On the contrary, the administration thinks the mandate will be good for jobs and for the economy.
“They not only increase vaccination rates but they help send people back to work – as many as 5 million American workers,” Biden said in a statement. “They make our economy more resilient in the face of COVID and keep our businesses open.”
But members of the Oklahoma delegation said they have constituents who will now purposefully not get vaccinated, for the simple reason that someone told them they had to.
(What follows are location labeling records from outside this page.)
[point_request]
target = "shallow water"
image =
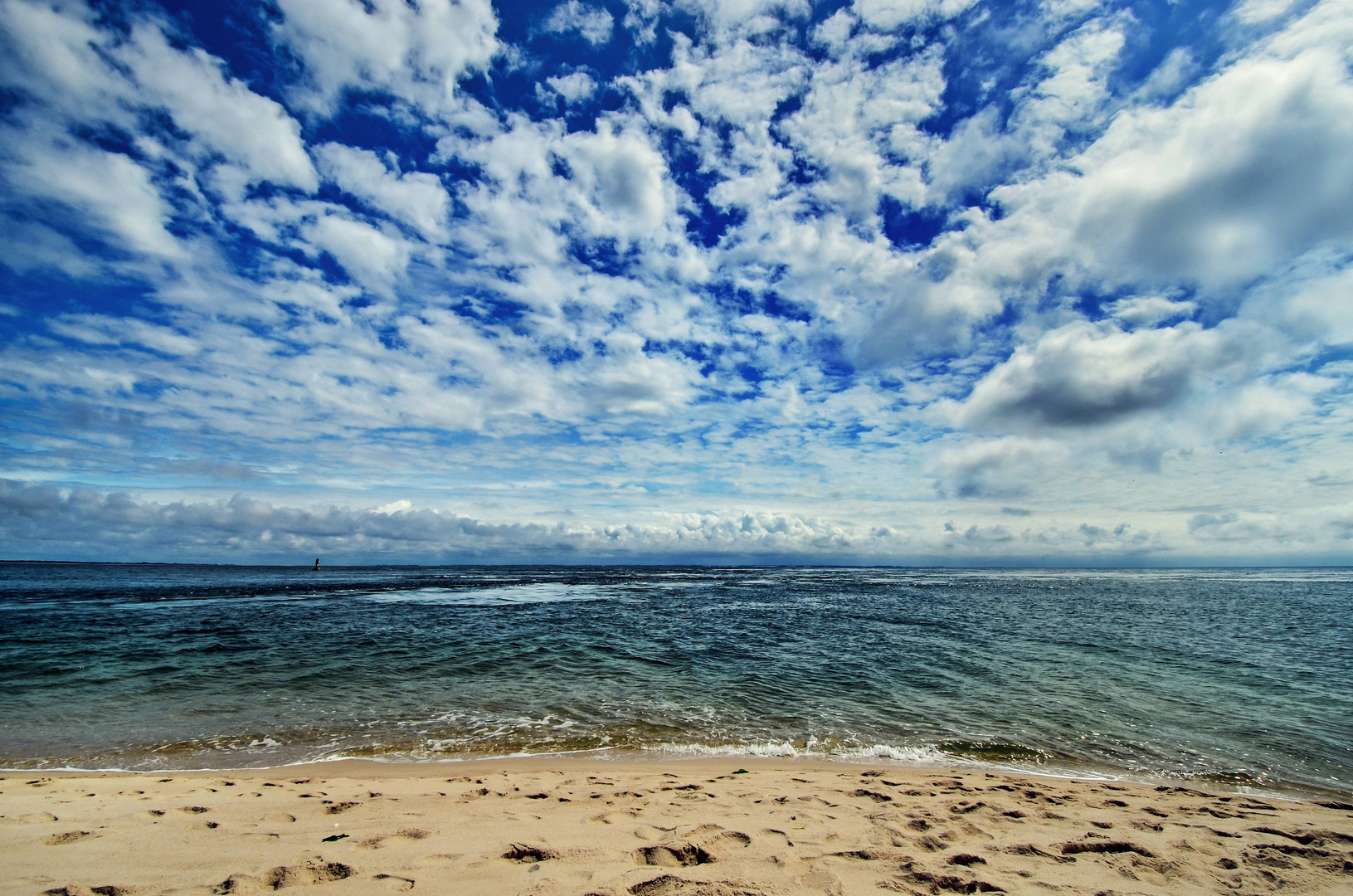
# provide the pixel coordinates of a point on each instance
(1241, 677)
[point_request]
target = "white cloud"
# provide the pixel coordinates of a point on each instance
(891, 14)
(574, 87)
(416, 51)
(593, 23)
(416, 199)
(1085, 375)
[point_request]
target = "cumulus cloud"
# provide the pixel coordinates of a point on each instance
(591, 23)
(888, 268)
(414, 51)
(1084, 375)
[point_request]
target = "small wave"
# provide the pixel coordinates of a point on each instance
(536, 593)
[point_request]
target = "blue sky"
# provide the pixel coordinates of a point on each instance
(874, 282)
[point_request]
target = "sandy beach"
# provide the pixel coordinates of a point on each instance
(728, 827)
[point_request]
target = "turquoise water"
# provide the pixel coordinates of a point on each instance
(1241, 677)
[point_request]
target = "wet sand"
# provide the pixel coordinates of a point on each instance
(711, 827)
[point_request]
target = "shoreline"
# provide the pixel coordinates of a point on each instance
(731, 825)
(606, 756)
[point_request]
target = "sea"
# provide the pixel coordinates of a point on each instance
(1237, 679)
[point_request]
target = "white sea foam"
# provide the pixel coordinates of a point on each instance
(911, 756)
(535, 593)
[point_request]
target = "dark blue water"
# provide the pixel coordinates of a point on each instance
(1234, 675)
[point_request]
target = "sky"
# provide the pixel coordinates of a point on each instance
(938, 282)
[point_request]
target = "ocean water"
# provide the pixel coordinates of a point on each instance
(1234, 677)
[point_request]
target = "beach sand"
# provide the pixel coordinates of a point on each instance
(703, 827)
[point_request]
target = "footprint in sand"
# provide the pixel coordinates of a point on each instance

“This is not the United States of America that we all know and love where individuals have personal responsibility and personal freedoms,” said Sen. James Lankford. “We live and die by our own decisions on what we do with our own lives, with our own future, and this president saying, ‘No, you don’t, you’re going to live by my decisions.’ That’s not who we are.”
Mullin said the concept is similar to the one many Democrats preach when it comes to a woman’s choice to carry a pregnancy to term.
“‘It’s my life, it’s my body, I get to make a decision’ -- that’s what they say about killing babies,” said Mullin. “ ‘It’s my body, get out of my body’… Well, the vaccine is my body. too, I get to choose what I put in it.”
Mullin and each member of the Oklahoma delegation has been vaccinated against COVID-19.